Sooleawa – Mais vous le dites pas, hein ! A personne !
Jessica – Promis !
Ashton – Juré, craché !
Sooleawa – Vraiment vraiment ?
Ashton – Mais ouiiiiii.
Jessica – Vraiment !
Sooleawa – Je suis amoureuse !
Ashton – De quiiii ?
Jessica – C'est Jean ?
Sooleawa – Attendez ! C'est une fille !
Il y a une seconde de silence.
Jessica - C'est VRAI ? T'es comme les lesbiennes à la télé, alors ?
De nouveau, silence.
Sooleawa – Je vous ai bien eu, patates crues ! Ahahah !
Scène 3 :
La cuisine de l'appart'
Sooleawa à quatorze ans ans, Papa
Il y eut un grand bruit de porte qui s'ouvre en claquant, et Soo fit irruption dans la cuisine, un air euphorique sur le visage :
Soolewa– PAPA.
Papa – Sooleawa ? Oulah, qu'est ce qui se passe ? Qu'est ce que c'est, ce sourire ?

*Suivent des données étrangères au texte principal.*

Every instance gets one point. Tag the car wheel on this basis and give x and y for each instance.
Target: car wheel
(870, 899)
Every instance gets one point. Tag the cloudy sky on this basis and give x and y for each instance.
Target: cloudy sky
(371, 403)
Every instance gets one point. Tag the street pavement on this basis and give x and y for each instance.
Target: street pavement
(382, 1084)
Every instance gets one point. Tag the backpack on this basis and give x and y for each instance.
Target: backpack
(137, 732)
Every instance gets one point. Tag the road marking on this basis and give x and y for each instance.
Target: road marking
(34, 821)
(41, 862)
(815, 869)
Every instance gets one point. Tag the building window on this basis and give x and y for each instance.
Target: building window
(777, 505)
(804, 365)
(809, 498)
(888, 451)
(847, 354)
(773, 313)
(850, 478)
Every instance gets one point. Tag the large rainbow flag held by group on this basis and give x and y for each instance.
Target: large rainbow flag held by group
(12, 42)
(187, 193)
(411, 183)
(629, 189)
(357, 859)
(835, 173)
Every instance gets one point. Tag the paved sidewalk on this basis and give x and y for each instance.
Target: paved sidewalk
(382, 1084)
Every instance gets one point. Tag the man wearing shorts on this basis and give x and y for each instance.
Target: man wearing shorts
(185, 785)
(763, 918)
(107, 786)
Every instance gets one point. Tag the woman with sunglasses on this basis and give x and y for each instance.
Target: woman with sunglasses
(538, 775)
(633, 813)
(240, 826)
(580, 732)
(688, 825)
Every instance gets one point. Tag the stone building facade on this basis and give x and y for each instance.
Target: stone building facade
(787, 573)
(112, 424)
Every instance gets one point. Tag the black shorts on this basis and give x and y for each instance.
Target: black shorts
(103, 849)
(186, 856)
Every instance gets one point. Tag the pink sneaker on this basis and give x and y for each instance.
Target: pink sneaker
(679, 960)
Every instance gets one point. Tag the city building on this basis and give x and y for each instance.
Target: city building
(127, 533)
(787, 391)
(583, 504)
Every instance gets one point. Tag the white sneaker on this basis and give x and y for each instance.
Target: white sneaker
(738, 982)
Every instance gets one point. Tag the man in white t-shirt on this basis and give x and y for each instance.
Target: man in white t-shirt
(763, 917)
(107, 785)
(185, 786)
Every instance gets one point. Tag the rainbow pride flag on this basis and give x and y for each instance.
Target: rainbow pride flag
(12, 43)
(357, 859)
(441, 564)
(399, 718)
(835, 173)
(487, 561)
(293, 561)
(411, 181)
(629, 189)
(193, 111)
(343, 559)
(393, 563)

Elle vint se planter devant lui, sautillante.
Sooleawa – Tu vois Dan, le patron de la boutique de skate et de BMX qui est sur l'avenue ? Celle où je vais tout le temps ?
Suspicieux, il hocha la tête. Elle lui prit les mains et se mit à bondir littéralement sur place :
Sooleawa – Il m'a dit qu'il voulait bien me sponsoriser !
Un vague choc passa sur le visage de Papa, puis il se mit à froncer les sourcils :
Papa – Sponsoriser, c'est à dire ?
Sooleawa – Ben par exemple, il me paye mon casque, mes gants, des parties de mon vélo, et en échange, je lui fait de la pub. Genre je met le t-shirt du magasin quand je fais un contest, ou... Ou, je met l'autocollant sur mon casque, voilà !
Papa la regardait. Son petit bébé avait bien grandit, quand même.
Papa – Eh bien, écoute... Je veux dire. Oui, pourquoi pas, mais il faudra qu'on lui parle... Pour être sûr que...
Sooleawa – Je sais ! Je lui ai déjà donné ton numéro !
Acte III : Adolescence
Scène 1 :
Au bord du lac de la réserve
Sooleawa à seize ans, Matchitisiw au même âge
Le caillou s'enfonça dans l'eau avec un « plouf ». Ils étaient tous les deux assis, les jeans remontés aux genoux et les pieds dans l'eau. Elle était extatique, et lui vaguement inquiet.
Matchitisiw – Bon, alors. Qu'est ce qu'il se passe ? T'as promis que tu m'expliquerais !
Elle se tourna vers lui :
Sooleawa – Okay. Tu m'écoutes et tu m'interromps pas, okay ?
Matchitisiw – Okay.
Sooleawa – CULT !
Matchitisiw se mordit la lèvre pour résister à l'envie de demander ce que c'était que ce bordel. Puis ça lui revient : Cult, c'est une des marques de BMX avec lequel Soo lui pourri son fil d'actualité facebook. Depuis un ou deux ans, quand elle commençait à avoir ses premiers sponsors, elle avait commencer à faire des vidéos d'elle en train de rider. Rapidement, elle avait commencé à faire des vues. Personne n'avait vraiment compris comment c'était arriver : mais elle se taillait une place sur la scène du BMX. La scène de Toronto, ça faisait un moment déjà qu'on la connaissait dans les skateparks ; mais ses figures commençaient à s'exporter au dehors de l'Ontario, et même du Canada.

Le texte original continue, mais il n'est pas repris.